When I read and speak to my seven-year-old in Spanish, he only understands a word or two of what I say and gives me his patented "my mother is crazy" look.
"I don't know what you're saying, Mom. Tell me in English," he says.
Whether he realizes it or not, my son is asking me to use bilingual education to help him learn to read, speak and master a second language. Given that other countries require their students learn three or four languages, I'm happy to give my son a bilingual edge.
But in 2000, Arizona voters passed Proposition 203, a bill that made it unlawful to use any language other than English in our state's public schools. After Prop. 203 passed, Arizona schools were forced to swap bilingual education for what is referred to as English-immersion instruction.
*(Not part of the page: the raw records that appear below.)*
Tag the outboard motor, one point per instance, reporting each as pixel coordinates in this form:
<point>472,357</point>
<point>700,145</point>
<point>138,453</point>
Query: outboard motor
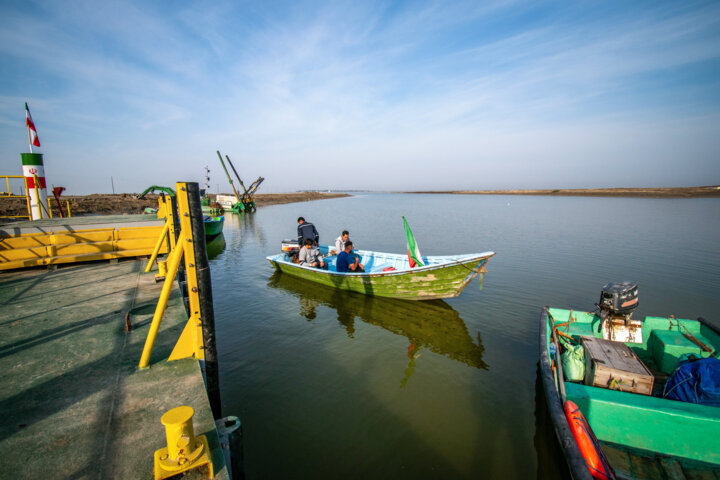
<point>619,298</point>
<point>618,301</point>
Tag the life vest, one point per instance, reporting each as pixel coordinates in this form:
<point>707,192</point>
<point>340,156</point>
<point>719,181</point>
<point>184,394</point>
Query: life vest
<point>587,443</point>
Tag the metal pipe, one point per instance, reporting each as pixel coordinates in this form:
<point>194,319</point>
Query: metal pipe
<point>158,245</point>
<point>207,314</point>
<point>173,264</point>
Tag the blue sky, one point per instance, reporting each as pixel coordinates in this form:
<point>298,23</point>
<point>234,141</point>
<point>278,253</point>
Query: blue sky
<point>381,95</point>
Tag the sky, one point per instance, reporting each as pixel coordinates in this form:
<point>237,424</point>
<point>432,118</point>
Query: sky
<point>378,95</point>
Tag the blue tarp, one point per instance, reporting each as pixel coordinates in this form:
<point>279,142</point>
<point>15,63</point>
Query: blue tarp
<point>695,381</point>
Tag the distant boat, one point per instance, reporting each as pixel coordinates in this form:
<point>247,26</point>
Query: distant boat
<point>213,225</point>
<point>390,275</point>
<point>639,429</point>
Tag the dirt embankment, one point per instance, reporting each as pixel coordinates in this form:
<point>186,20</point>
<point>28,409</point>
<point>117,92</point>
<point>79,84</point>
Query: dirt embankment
<point>106,204</point>
<point>671,192</point>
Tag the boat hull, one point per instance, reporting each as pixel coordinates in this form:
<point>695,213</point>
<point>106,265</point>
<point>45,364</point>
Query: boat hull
<point>632,426</point>
<point>424,283</point>
<point>214,226</point>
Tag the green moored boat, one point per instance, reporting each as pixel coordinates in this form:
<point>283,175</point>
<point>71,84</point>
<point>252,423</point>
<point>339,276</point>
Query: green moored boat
<point>390,275</point>
<point>213,225</point>
<point>624,375</point>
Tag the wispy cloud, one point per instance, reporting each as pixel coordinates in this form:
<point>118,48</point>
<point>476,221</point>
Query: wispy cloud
<point>393,86</point>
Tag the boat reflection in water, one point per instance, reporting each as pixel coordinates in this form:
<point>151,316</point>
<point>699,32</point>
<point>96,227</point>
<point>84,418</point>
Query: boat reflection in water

Teachers who were teaching their non-English-speaking students the three Rs were suddenly no longer able to use their students' native language to help them comprehend lessons and prevent them from falling behind in their studies.
English immersion was our state's less-than-brilliant plan for how best to educate children who speak English as a second language. The idea was to dump kids into an English-only classroom and in about a year they'd magically come out proficient enough in English to master their studies at the same rate as their English-speaking peers.
Well surprise, surprise. Six years later we have thousands of kids who still speak limited English and who are performing below state and national averages.
Our state places little importance on education. Arizona is ranked 50th in expenditures for K-12 students, has the third-highest student-teacher ratio, and ranked 43rd with only 23 percent of fourth-graders rated proficient or better in reading. So the fact that English-limited students are performing below their English-speaking peers is not at all surprising.
But it is pitiful.
Federal judges decided it was also unlawful. In 1992, judges in the case Flores v. Arizona found that Arizona violated the Equal Education Opportunity Act of 1974, a federal law that prohibits states from denying educational opportunities based on race, color, sex or national origin.
But more than a decade later, the state has yet to satisfy those judges' orders.
What's worse is we've raised a generation of uneducated children.
In January, the federal court had enough with our Legislature's decade-plus of stalling. They fined Arizona $500,000 for every day that passed without a proper legislative proposal to fund equal education for English-language-learner students.
Our Legislature still has not come up with a plan the governor will sign. Meanwhile, fines rose last week to $1 million a day.
It doesn't take a genius to figure out we have a serious problem on our hands.
Our legislators need only look at the numbers to see the disturbing result of bad policy.
With 56,000 English learners in grades pre-kindergarten to fifth, Arizona is failing thousands of children and the dangerous outcome is a generation of frustrated high-school dropouts who can't read or write in any language.
And for those of you who want to waste time arguing the immigration factor, the Urban Institute and the Migration Policy Institute released a study last fall that found more than half of our country's English-learners are U.S. citizens.
The fact remains that local and national studies find bilingual education superior to English-immersion programs in helping English learners maintain their studies while they are learning English.
Because legislators are busy fighting to limit funds for English learners and ensuring countless children are left behind in a flawed and unequal education system, our state is losing its competitive edge.
We are missing out on an opportunity to teach thousands of residents to become bilingual and help Arizona prosper in a global market where our leading trade partnership resulted in $4.6 billion in exports to Mexico in 2000.
Arizona can't afford to lose out on that amount of cash. How else are we going pay the million-dollar fines we're wracking up by the day?